For now this only works with regression problems (continuous targets)

### Description

This advanced and automated model generates and selects feature tranformations and interactions using MLP neural networks with four single standing transformations (power, log, reciprocal and roots) and a Gradient Boosting Model with two interaction methods (multiplication and division) both using shapley additive contribution scores for selection criteria, the benefit of which is a selection of generated features that immitates neural networks and decision trees which is known to have synergetic ensembling properties. The final selection based on a validation set uses a the Least-angle regression (LARS) algorithm. 

The amount of feature can greatly inflate depending on the qulity of interactive effects and the benefits obtained from transformations. Although eight hyperparameters are made availble, for now I have chosen the parameters automatically based on data characteristics. These parameters in their current development state are fragile and on top of that hyperparameter selection is extremely expensive with this method. Each iteration passes through four selection filters. The data can pass multiple times through the tflm method, for now I have internally capped the iterations at two. This is an extremely slow algorithm, with the purpose of using a lot of time upfront to create good features that you can use a fast linear model in the future as opposed to a slow non-linear model. 

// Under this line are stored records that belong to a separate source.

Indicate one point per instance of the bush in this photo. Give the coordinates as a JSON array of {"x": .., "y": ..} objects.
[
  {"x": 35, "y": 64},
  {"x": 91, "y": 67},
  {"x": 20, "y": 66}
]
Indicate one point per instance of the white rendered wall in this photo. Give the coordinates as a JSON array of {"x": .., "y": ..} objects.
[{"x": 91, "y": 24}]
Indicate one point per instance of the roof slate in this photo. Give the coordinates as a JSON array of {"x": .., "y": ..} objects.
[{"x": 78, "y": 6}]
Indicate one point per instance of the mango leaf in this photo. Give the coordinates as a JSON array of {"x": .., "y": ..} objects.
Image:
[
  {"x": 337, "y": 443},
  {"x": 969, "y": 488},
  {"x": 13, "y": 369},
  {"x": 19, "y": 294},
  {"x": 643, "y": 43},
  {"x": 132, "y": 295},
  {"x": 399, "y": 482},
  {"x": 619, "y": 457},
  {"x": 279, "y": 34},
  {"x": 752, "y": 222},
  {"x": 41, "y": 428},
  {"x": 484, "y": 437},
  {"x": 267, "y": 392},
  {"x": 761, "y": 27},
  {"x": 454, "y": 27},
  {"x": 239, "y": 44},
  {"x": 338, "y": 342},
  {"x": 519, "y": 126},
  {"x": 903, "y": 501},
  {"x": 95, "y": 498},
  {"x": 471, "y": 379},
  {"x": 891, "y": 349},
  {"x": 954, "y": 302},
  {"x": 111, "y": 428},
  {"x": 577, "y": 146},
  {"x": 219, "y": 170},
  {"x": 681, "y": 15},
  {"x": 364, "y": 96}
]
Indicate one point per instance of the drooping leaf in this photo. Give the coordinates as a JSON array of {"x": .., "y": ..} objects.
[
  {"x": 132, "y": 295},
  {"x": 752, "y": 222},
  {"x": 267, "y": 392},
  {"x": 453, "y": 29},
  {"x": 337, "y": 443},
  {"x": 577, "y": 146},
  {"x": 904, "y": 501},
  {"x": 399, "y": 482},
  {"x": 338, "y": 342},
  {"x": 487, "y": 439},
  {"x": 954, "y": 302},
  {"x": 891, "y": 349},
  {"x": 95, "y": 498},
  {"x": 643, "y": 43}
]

In data analysis, transformation is the replacement of a variable by a function of that variable: for example, replacing a variable x by the square root of x or the logarithm of x. In a stronger sense, a transformation is a replacement that changes the shape of a distribution or relationship. Interactions arise when considering the relationship among three or more variables. It describes a situation in which the effect of one variable on an outcome depends on the state of a second variable. Interaction terms can be created in various ways such as the product of x and y or the ratio of x and y. 

### Use Cases

1. General Automated Feature Generation for Linear Models and Gradient Boosting Models (LightGBM, CatBoost, XGBoost)

1. Transformation of Higher-Dimensional Feature Space to Lower-Dimensional Feature Space.

1. Features Automatically Generated and Selected to Imitate the Performance of Non-linear models

1. Linear Models are Needed at Times When Latency Becomes an Important Concern

### How

1. **MLP** Neural Network Identifies the Most Important Features for Interaction and Selection 

1. All Feature Importance and Feature Interaction Values are Based on **SHAP** (SHapley Additive exPlanations)

1. The Most Important Single Standing Features are Tranformed **POWER_2** (square) **LOG** (log plus 1) **RECIP** (reciprocal) **SQRT** (square root plus 1)

1. **GBM** Gradient Boosting Model uses the **MLP** Identified Important Features to Select a Subset of Important Interaction Pairs

1. The Most Important Interaction Pairs are Interacted **a_X_b** (multiplication) **c_DIV_h** (division) 

1. All Transformations are Fed as Input into an **MLP** model and Selected to **X%** (default 90%) Feature Contribution

1. The Whole Process is Repeated One More Time So That Higher Dimensional Interaction Can Take Place imagine **a_POWER_b_X_c_DIV_h**

1. Finally a **Lasso** Regression Selects Features from a Validation Set Using the **LARS algorithm** 

### To Do

1. Current parameter selection is based on data characteristics and bayesian hyperparameter optimisation could help.

1. The AutoKeras team told me they are working on an automated model for tabular regression problems. 

1. Method for undoing interactions and transformations to identify original feature importance. 

1. Develop a method for classification tasks. 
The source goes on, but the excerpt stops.